[229] Odo, or Eudes, was chosen king by the Frankish nobles and clergy in 888, to succeed the deposed Charles the Fat. He was not of the Carolingian family but a Robertian (son of Robert the Strong), and hence a forerunner of the Capetian line of kings regularly established on the French throne in 987 [see [p. 177]]. His election to the kingship was due in a large measure to his heroic conduct during the siege of Paris by the Northmen.
[230] The tower blocked access to the city by the so-called "Great Bridge," which connected the right bank of the Seine with the island on which the city was built. The tower stood on the present site of the Châtelet.
[231] In time Robert also became king. He reigned only from 922 to 923.
[232] Abbot Ebolus was head of the monastery of St. Germain des Prés.
[233] The Northmen were finally compelled to abandon their efforts against the tower. They then retired to the bank of the Seine near the abbey of Saint-Denys and from that place as a center ravaged all the country lying about Paris. In a short time they renewed the attack upon the city itself.
[234] Charles the Fat, under whom during the years 885-887 the old empire of Charlemagne was for the last time united under a single sovereign. When Odo went to find him in 886 he was at Metz in Germany. German and Italian affairs interested him more than did those of the Franks.
[235] Sens was about a hundred miles southeast of Paris. Charles abandoned the region about Sens to the Northmen to plunder during the winter of 886-887. His very lame excuse for doing this was that the people of the district did not properly recognize his authority and were deserving of such punishment.
[236] The twelve month siege of Paris thus brought to an end had many noteworthy results. Chief among these was the increased prestige of Odo as a national leader and of Paris as a national stronghold. Prior to this time Paris had not been a place of importance, even though Clovis had made it his capital.

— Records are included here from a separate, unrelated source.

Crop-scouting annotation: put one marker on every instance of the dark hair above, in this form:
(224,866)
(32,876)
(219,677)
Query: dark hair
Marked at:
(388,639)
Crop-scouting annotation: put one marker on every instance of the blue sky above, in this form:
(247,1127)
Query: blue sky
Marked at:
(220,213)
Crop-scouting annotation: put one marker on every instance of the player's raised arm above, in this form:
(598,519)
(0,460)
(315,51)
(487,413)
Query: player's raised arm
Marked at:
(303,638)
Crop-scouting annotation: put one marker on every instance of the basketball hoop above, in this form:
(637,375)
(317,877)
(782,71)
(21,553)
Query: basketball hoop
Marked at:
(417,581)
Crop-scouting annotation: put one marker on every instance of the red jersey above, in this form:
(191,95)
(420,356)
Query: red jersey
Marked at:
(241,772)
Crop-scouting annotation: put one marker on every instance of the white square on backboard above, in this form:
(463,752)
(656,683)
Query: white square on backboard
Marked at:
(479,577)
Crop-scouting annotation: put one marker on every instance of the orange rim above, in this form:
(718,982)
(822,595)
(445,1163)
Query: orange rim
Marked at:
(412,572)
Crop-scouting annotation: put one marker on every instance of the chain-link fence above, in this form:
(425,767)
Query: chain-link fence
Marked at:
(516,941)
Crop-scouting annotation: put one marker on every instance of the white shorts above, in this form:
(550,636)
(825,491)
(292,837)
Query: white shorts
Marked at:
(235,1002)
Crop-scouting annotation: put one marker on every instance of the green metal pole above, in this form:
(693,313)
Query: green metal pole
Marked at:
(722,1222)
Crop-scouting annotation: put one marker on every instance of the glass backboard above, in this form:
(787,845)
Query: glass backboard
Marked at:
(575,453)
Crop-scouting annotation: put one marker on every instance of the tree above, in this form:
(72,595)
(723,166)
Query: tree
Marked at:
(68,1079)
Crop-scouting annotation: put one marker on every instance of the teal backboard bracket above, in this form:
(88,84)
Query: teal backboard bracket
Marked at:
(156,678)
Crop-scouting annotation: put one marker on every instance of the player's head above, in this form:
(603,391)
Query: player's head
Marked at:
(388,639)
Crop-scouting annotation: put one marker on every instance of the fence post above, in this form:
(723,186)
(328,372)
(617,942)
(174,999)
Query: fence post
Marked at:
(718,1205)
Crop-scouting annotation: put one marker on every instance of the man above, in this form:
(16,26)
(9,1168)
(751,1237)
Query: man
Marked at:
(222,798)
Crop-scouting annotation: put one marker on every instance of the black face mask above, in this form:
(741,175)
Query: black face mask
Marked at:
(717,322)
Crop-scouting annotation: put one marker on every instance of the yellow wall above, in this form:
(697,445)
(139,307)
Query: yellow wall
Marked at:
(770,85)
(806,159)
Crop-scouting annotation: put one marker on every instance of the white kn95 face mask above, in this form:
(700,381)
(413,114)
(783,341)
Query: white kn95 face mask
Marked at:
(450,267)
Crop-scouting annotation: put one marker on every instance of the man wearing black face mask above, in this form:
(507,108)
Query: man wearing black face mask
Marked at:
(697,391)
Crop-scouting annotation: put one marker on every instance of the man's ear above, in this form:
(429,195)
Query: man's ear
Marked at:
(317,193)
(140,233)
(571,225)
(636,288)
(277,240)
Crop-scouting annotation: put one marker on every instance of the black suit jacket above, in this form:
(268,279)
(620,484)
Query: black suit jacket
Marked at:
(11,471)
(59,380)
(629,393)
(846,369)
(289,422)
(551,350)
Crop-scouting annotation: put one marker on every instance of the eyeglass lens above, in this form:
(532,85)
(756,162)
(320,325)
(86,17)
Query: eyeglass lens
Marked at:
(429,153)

In the period of Charlemagne it was distinctly a minor city and it gained little in prominence under Louis the Pious and Charles the Bald. The great Carolingian capitals were Laon and Compiègne. The siege of 885-886, however, made it apparent that Paris occupied a strategic position, commanding the valley of the Seine, and that the inland city was one of the true bulwarks of the kingdom. Thereafter the place grew rapidly in population and prestige, and when Odo became king (in 888) it was made his capital. As time went on it grew to be the heart of the French kingdom and came to guide the destinies of France as no other city of modern times has guided a nation.
[237] He was deposed in 887, largely because of his utter failure to take any active measures to defend the Franks against their Danish enemies. From Paris he went to Germany where he died, January 13, 888, at a small town on the Danube.
[238] After the famous siege of Paris in 885-886 the Northmen, or Normans as they may now be called, continued to ravage France just as they had done before that event. In 910 one of their greatest chieftains, Rollo, appeared before Paris and prepared to take the city. In this project he was unsuccessful, but his warriors caused so much devastation in the surrounding country that Charles the Simple, who was now king, decided to try negotiations. A meeting was held at Saint-Clair-sur-Epte where, in the presence of the Norman warriors and the Frankish magnates, Charles and Rollo entered into the first treaty looking toward a permanent settlement of Northmen on Frankish territory. Rollo promised to desist from his attacks upon Frankland and to become a Christian. Charles agreed to give over to the Normans a region which they in fact already held, with Rouen as its center, and extending from the Epte River on the east to the sea on the west. The arrangement was dictated by good sense and proved a fortunate one for all parties concerned.